Tampoco es verdad que de esa forma se evita la corrupción, como si no la hubiera en los funcionarios electos por cargos de elección popular que ocupan áreas ejecutivas y legislativas.

La corrupción se combate con sistemas eficientes de control, que en este caso se tienen que imponer desde el consejo de la judicatura. La idea de la elección de jueces por votación popular, como único punto no negociable de la propuesta de reforma, sin abarcar aspectos que son nodales como el consejo de la judicatura, la carrera judicial, los mecanismos para hacer más eficiente y más transparente el propio sistema hacen el debate como tal, casi intransitable.

Hay que insistir en un punto: el poder judicial sí necesita una reforma y una reforma profunda en muchos ámbitos. Pero, primero, una reforma de esas características no se realiza de un golpe y en semanas, deberá abarcar, por lo menos todo un sexenio: la reforma que se aprobó durante el gobierno de Calderón y donde mucho tuvo que ver el propio Arturo Zaldívar, se implementó durante ocho años. Y logró mejorar por lo menos en el ámbito federal, el sistema de justicia. Segundo, se deben reformar a fondo los sistemas de justicia locales que, salvo algunas excepciones, es donde hay mayores problemas. Eso no se hace en un día o en semanas.

La validez de las resoluciones judiciales es fundamental para el estado de derecho, por lo que mientras se implementan reformas, es crucial mantener un equilibrio que permita la continuidad del sistema judicial sin comprometer su integridad ni su capacidad para actuar imparcialmente. Cualquier cambio en la estructura y funcionamiento del Poder Judicial debe ser implementado de manera tal que fortalezca la confianza en las instituciones y garantice que las futuras resoluciones judiciales se dicten de acuerdo con los estándares de justicia y legalidad que la sociedad exige. Hoy, eso está comprometido.

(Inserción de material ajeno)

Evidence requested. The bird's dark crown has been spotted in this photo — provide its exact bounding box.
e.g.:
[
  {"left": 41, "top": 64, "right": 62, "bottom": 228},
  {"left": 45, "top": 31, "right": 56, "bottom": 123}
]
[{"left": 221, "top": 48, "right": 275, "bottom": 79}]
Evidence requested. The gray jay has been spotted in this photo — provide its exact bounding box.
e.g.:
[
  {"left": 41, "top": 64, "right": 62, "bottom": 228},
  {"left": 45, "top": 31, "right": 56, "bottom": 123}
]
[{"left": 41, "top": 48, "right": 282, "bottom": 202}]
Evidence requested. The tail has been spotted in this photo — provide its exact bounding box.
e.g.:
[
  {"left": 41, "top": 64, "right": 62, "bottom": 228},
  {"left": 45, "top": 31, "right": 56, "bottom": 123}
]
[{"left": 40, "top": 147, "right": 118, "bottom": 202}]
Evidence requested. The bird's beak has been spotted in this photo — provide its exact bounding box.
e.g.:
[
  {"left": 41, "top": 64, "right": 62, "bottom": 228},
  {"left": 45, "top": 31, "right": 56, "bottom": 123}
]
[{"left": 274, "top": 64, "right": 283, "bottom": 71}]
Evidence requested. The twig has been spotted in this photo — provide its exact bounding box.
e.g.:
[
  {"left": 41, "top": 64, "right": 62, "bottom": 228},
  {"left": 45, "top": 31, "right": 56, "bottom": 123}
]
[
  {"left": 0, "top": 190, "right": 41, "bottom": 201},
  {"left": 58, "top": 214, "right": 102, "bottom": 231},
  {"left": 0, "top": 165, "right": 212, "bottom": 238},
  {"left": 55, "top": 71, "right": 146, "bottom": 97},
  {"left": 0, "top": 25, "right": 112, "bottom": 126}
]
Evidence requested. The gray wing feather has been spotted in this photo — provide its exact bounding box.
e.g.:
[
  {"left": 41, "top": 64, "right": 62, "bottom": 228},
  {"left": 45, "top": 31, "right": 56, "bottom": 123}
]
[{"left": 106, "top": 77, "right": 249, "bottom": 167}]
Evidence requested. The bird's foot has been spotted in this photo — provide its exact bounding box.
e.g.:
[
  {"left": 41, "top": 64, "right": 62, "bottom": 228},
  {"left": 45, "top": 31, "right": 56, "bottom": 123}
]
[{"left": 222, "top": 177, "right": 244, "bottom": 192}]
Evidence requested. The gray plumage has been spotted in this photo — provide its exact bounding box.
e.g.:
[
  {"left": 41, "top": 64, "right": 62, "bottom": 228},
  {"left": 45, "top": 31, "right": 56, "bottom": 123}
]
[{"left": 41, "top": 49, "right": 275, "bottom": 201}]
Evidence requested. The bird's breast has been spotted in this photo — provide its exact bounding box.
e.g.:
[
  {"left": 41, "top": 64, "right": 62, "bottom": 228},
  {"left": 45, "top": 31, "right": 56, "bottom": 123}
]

Insisto en un tema. Las decisiones drásticas que se toman en las últimas semanas de ejercicio poder suelen ser las peores, porque los mandatarios salientes están pensando en su legado, en la historia. No hay mejor ejemplo que José López Portillo estatizando la banca en septiembre de 1982 con costos políticos y financieros enormes, de los que no se pudo deshacer Miguel de la Madrid en todo su sexenio. Y los que recordamos aquellas escenas, recordamos al sucesor, a De la Madrid, aplaudiendo, aunque fuera a regañadientes, aquella decisión presidencial, y en los días siguientes vimos el Zócalo lleno de manifestantes que festejaban la “nacionalización” de la banca (que fue estatizada, porque ya era nacional, sólo se expropiaron los bancos de propietarios mexicanos, los extranjeros no fueron tocados). Fue un error que se tomó en unos días pensando en un legado, pero que le costó al país años amortizarlo.

Por lo pronto la confrontación, la dinámica de la campaña actual en torno a la reforma judicial nos deja en un plano de profunda incertidumbre judicial, con decisiones que no sabemos si se toman con base en leyes o en tomas de posición en torno a ese conflicto. Quizás poner en pausa muchas de ellas no sea una mala idea.